I now encounter a modeling problem, similar to assuming that the data obeys the binomial distribution, where N obeys the Poisson distribution.
y \sim binomial(N,p),\ \ \ \ N \sim poisson(lambda)

Since stan seems unable to handle the situation where N is positive infinity, I assume that there is an upper bound on N, such as 50.

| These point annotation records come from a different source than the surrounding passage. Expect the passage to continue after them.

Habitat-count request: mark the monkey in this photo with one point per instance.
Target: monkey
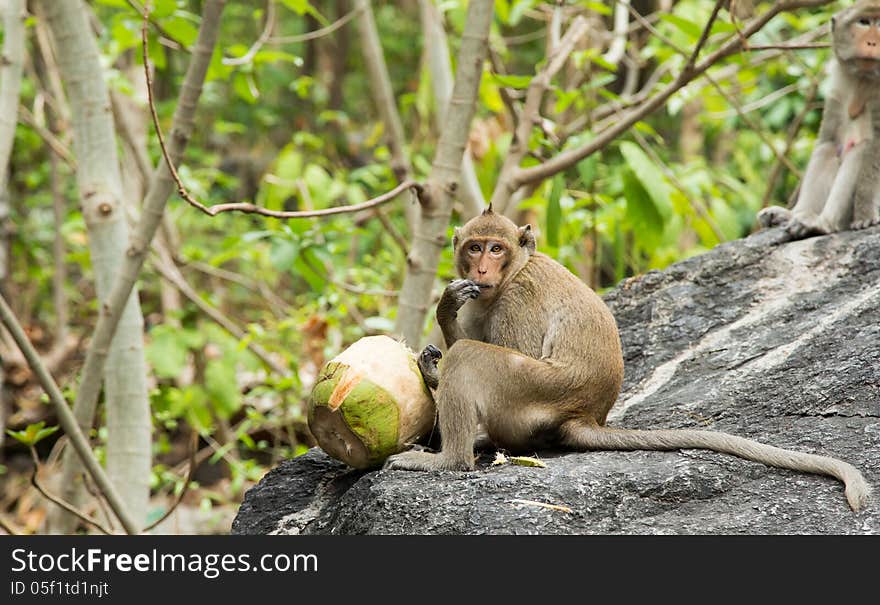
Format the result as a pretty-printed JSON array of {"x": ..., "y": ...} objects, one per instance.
[
  {"x": 537, "y": 362},
  {"x": 841, "y": 186}
]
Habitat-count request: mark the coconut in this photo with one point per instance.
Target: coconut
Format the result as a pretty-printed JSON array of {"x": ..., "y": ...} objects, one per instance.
[{"x": 370, "y": 402}]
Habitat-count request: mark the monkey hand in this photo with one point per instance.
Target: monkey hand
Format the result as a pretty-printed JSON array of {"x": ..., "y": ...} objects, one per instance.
[
  {"x": 864, "y": 224},
  {"x": 773, "y": 216},
  {"x": 427, "y": 362},
  {"x": 456, "y": 294},
  {"x": 800, "y": 228},
  {"x": 424, "y": 461}
]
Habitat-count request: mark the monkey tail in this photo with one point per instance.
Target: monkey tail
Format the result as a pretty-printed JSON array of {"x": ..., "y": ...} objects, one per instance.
[{"x": 586, "y": 437}]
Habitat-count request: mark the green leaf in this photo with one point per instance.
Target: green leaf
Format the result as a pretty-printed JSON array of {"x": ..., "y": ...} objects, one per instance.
[
  {"x": 284, "y": 253},
  {"x": 167, "y": 350},
  {"x": 244, "y": 86},
  {"x": 181, "y": 29},
  {"x": 689, "y": 28},
  {"x": 222, "y": 386},
  {"x": 650, "y": 177},
  {"x": 588, "y": 169},
  {"x": 512, "y": 81},
  {"x": 301, "y": 7},
  {"x": 554, "y": 211},
  {"x": 33, "y": 433},
  {"x": 641, "y": 213},
  {"x": 379, "y": 324}
]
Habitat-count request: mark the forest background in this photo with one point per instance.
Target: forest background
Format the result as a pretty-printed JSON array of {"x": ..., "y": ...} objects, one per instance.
[{"x": 322, "y": 152}]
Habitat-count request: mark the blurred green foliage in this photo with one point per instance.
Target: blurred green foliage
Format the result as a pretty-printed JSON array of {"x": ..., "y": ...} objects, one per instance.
[{"x": 294, "y": 127}]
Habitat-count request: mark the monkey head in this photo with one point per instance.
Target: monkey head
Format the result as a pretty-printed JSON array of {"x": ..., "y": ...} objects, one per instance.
[
  {"x": 490, "y": 249},
  {"x": 856, "y": 38}
]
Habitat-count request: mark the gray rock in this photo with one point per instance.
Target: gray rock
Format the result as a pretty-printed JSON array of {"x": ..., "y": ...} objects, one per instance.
[{"x": 775, "y": 341}]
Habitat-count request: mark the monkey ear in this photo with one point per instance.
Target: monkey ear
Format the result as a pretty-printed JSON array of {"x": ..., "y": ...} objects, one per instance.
[{"x": 527, "y": 238}]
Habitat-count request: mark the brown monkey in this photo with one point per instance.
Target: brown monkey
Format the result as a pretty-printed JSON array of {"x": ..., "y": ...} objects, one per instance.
[
  {"x": 538, "y": 362},
  {"x": 841, "y": 188}
]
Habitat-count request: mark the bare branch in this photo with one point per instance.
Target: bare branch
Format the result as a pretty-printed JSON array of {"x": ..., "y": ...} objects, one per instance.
[
  {"x": 246, "y": 207},
  {"x": 705, "y": 35},
  {"x": 65, "y": 417},
  {"x": 318, "y": 33},
  {"x": 193, "y": 450},
  {"x": 570, "y": 157},
  {"x": 170, "y": 272},
  {"x": 256, "y": 46},
  {"x": 529, "y": 115},
  {"x": 58, "y": 501}
]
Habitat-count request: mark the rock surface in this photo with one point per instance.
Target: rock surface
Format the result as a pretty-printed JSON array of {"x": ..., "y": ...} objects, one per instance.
[{"x": 772, "y": 340}]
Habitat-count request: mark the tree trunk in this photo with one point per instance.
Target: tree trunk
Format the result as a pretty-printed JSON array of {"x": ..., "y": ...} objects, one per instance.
[
  {"x": 100, "y": 190},
  {"x": 437, "y": 51},
  {"x": 10, "y": 86},
  {"x": 386, "y": 104},
  {"x": 443, "y": 185}
]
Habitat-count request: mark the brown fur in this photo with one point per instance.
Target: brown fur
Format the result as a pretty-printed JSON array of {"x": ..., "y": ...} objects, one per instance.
[
  {"x": 841, "y": 187},
  {"x": 537, "y": 361}
]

I tried to write the model code

data {
  int<lower=0> N;
  int<lower=0> y[N];
  int<lower=0> max_N;
}

parameters {
  real<lower=0> lambda;
  real<lower=0, upper=1> p;
}
transformed parameters {
  vector[N] lp;
  for (i in 1:N){
    for  (j in (y[i]+1):max_N){
      lp[i] += poisson_lpmf(j | lambda) + binomial_lpmf(y[i] | j,p);
    }
  }
}

model {
  target += log_sum_exp(lp);
}

But got the following error.

Chain 4 Rejecting initial value:
Chain 4 Log probability evaluates to log(0), i.e. negative infinity.
Chain 4 Stan can’t start sampling from this initial value.

It seems that the calculation of which step got 0.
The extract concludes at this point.